- Full name: Tyson Leigh Bull
- Nickname: Tys
- Born: 21 May 1993 (age 33) Wantirna, Victoria, Australia
- Height: 173 cm (5 ft 8 in)

Gymnastics career
- Discipline: Men's artistic gymnastics
- Country represented: Australia;
- College team: Illinois Fighting Illini (2014–2018)
- Club: Knox Gymnastics Club
- Retired: 2025
- Medal record
Representing Australia
Commonwealth Games
| Silver medal – second place | 2022 Birmingham | Horizontal bar |
FIG World Cup
| Event | 1st | 2nd | 3rd |
| World Challenge Cup | 1 | 0 | 0 |
| Total | 1 | 0 | 0 |

= Tyson Bull =

Australian artistic gymnast (born 1993)

Tyson Leigh Bull (born 21 May 1993) is an Australian retired artistic gymnast. He is the 2022 Commonwealth Games horizontal bar silver medalist. He competed at the 2020 Summer Olympics and became the first Australian male artistic gymnast to advance to an Olympic final.

==Early life==
Bull was born on 21 May 1993 in Wantirna to parents Richard and Christine. He has two older brothers, Mitchell and Jayden. He was inspired to start gymnastics by Jayden when he was five years old.

==Gymnastics career==
Bull made his international debut at the 2010 Pacific Rim Championships with the Australian team that placed fourth. Individually, he won a silver medal on the horizontal bar behind John Orozco. He won the silver medal in the still rings at the 2011 Commonwealth Youth Games held on the Isle of Man, and he won a bronze medal in the team event. At the 2011 Japan Junior International, he placed sixth on the parallel bars and fourth on the horizontal bar.

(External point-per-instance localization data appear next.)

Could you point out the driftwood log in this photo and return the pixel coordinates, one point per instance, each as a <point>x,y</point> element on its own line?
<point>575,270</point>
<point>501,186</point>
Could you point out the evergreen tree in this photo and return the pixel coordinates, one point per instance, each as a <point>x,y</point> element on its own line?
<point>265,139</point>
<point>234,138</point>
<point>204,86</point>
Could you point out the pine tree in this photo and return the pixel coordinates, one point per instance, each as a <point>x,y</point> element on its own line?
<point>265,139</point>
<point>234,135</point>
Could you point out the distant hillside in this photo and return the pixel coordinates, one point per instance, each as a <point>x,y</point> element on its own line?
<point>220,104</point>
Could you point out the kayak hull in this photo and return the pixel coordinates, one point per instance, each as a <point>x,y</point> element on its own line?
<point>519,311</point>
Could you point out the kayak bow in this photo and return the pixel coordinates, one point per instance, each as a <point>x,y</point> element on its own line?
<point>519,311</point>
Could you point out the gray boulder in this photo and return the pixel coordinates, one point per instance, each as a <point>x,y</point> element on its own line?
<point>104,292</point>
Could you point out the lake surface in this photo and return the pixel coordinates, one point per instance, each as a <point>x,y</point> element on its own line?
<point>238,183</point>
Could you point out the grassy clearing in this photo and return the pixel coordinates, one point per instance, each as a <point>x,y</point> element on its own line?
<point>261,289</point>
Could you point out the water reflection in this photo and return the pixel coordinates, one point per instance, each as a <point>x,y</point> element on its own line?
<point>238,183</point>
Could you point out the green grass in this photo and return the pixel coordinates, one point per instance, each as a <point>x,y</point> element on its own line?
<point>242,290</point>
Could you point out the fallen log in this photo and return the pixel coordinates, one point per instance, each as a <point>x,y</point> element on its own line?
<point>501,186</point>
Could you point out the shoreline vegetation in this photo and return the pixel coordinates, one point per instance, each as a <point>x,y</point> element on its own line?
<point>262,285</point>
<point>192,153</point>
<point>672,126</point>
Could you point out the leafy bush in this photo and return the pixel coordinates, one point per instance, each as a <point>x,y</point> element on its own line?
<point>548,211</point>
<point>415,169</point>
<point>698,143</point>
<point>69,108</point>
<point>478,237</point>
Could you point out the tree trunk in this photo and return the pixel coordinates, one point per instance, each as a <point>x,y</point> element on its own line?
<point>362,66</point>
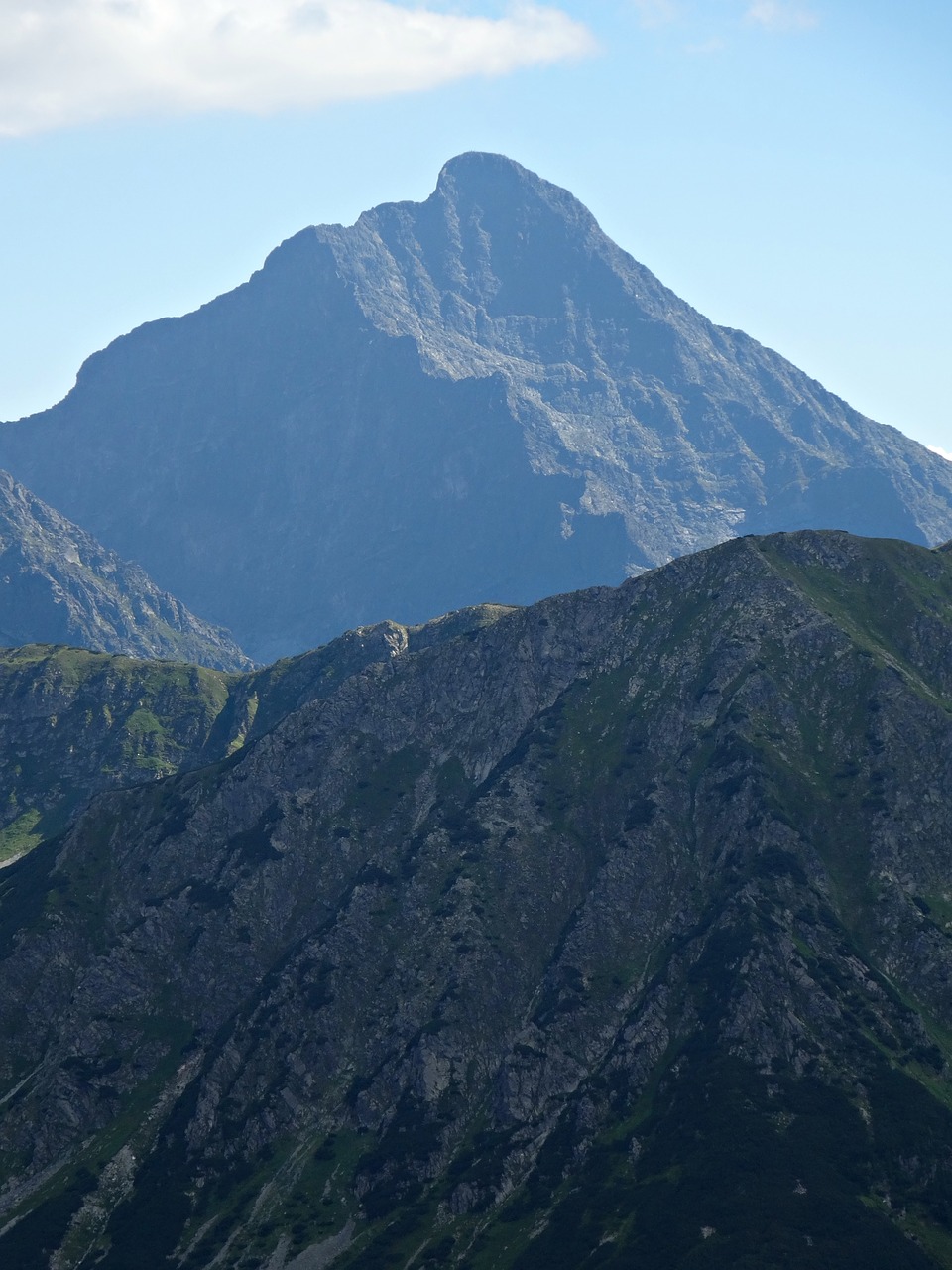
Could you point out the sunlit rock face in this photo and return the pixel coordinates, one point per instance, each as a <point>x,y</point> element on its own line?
<point>474,399</point>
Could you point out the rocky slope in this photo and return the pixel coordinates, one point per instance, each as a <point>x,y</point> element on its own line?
<point>59,585</point>
<point>73,722</point>
<point>479,398</point>
<point>611,931</point>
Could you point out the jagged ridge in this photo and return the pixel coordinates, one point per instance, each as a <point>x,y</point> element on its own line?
<point>611,930</point>
<point>58,584</point>
<point>479,398</point>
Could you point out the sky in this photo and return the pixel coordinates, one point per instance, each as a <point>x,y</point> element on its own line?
<point>780,164</point>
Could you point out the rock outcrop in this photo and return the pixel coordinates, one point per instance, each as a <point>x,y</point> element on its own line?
<point>616,930</point>
<point>479,398</point>
<point>59,585</point>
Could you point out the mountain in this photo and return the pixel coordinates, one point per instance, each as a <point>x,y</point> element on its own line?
<point>479,398</point>
<point>58,584</point>
<point>612,931</point>
<point>73,722</point>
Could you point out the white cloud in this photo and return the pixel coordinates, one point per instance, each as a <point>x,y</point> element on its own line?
<point>780,16</point>
<point>75,62</point>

Bull left Australia in 2014 to begin competing for the Illinois Fighting Illini men's gymnastics team. During his freshman season, he competed on five different apparatuses throughout the year, helping the Illini finish second at the Big Ten Championships. At the 2015 Australian Championships, he placed ninth in the all-around and won the national titles on the pommel horse and horizontal bar. He then competed at the 2015 World University Games with the Australian team that placed 15th.

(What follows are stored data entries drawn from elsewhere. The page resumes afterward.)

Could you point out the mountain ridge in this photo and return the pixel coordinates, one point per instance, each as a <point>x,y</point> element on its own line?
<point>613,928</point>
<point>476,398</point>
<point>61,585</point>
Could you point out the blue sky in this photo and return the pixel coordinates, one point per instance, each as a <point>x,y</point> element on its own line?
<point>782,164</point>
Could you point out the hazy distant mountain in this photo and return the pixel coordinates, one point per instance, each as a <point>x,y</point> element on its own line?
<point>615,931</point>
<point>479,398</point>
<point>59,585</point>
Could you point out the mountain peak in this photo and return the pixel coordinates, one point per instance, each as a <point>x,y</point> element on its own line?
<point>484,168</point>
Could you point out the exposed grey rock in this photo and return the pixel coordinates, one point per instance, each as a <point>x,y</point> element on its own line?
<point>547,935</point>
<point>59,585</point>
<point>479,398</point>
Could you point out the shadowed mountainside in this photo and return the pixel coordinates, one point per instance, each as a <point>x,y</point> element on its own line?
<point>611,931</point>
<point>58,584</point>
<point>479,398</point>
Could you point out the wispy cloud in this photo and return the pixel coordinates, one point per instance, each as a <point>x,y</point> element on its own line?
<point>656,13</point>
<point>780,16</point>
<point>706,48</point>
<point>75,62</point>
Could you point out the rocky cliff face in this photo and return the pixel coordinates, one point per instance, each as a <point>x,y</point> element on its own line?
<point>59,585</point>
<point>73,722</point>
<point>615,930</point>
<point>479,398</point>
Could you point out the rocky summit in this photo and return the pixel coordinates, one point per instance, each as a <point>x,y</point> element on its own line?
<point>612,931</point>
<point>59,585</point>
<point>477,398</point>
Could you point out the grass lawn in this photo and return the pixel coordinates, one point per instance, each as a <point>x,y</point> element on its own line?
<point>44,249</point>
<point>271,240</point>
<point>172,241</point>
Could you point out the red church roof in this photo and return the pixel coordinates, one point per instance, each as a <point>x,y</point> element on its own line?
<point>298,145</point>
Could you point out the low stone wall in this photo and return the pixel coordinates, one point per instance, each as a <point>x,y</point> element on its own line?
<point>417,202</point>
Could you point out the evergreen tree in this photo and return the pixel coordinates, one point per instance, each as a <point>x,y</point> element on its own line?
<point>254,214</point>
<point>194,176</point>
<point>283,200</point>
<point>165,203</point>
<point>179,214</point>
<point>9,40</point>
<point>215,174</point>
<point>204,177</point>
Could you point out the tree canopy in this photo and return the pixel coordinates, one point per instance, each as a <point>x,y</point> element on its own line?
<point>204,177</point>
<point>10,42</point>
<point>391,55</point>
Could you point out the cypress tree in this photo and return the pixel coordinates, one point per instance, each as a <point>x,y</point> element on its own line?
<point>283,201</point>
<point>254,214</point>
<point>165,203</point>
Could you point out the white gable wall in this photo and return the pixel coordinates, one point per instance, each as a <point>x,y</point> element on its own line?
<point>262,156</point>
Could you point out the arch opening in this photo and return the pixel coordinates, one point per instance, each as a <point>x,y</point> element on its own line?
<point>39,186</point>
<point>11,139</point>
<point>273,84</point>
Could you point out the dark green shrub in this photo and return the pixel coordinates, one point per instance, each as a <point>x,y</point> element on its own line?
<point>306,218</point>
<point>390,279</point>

Bull placed sixth on the horizontal bar at the 2016 NCAA Championships and earned All-American status. He placed third on the horizontal bar at the 2017 Big Ten Championships. He then won the horizontal bar title at the 2017 Australian Championships. He competed on the horizontal bar for Australia at the 2017 World Championships, finishing 23rd.

During his senior season at Illinois, Bull won the horizontal bar at five meets. At the 2018 Australian Championships, he won a bronze medal on the pommel horse and also placed fifth on the parallel bars and fourth on the horizontal bar. He competed on the horizontal bar at the 2018 World Championships held in Doha, Qatar, and was the third reserve for the final after finishing 11th in qualifications.

Bull qualified to represent Australia at the 2020 Summer Olympics in Tokyo, Japan, after finishing in seventh place in the horizontal bar event at the 2019 World Championships held in Stuttgart, Germany. At the Olympics, he advanced to the horizontal bar final in seventh place, becoming the first Australian male artistic gymnast to advance into an Olympic final. He went on to finish fifth in the final.

Bull won the horizontal bar title at the 2022 Koper World Challenge Cup. He then represented Australia at the 2022 Commonwealth Games despite competing on an injured ankle and helped the team place fourth, only 0.650 away from a medal. He initially did not advance to the horizontal bar final due to a mistake in the qualifications, but when teammate Clay Stephens withdrew, he was given the chance to compete. He won the silver medal behind Cypriot Ilias Georgiou. He finished eighth in the horizontal bar final at the 2022 World Championships.

Bull announced his retirement from the sport in 2025.

==Personal life==
In 2023, Bull graduated with a master's degree in physiotherapy from the Swinburne University of Technology. He spent ten weeks training at the Cirque du Soleil headquarters in Montreal.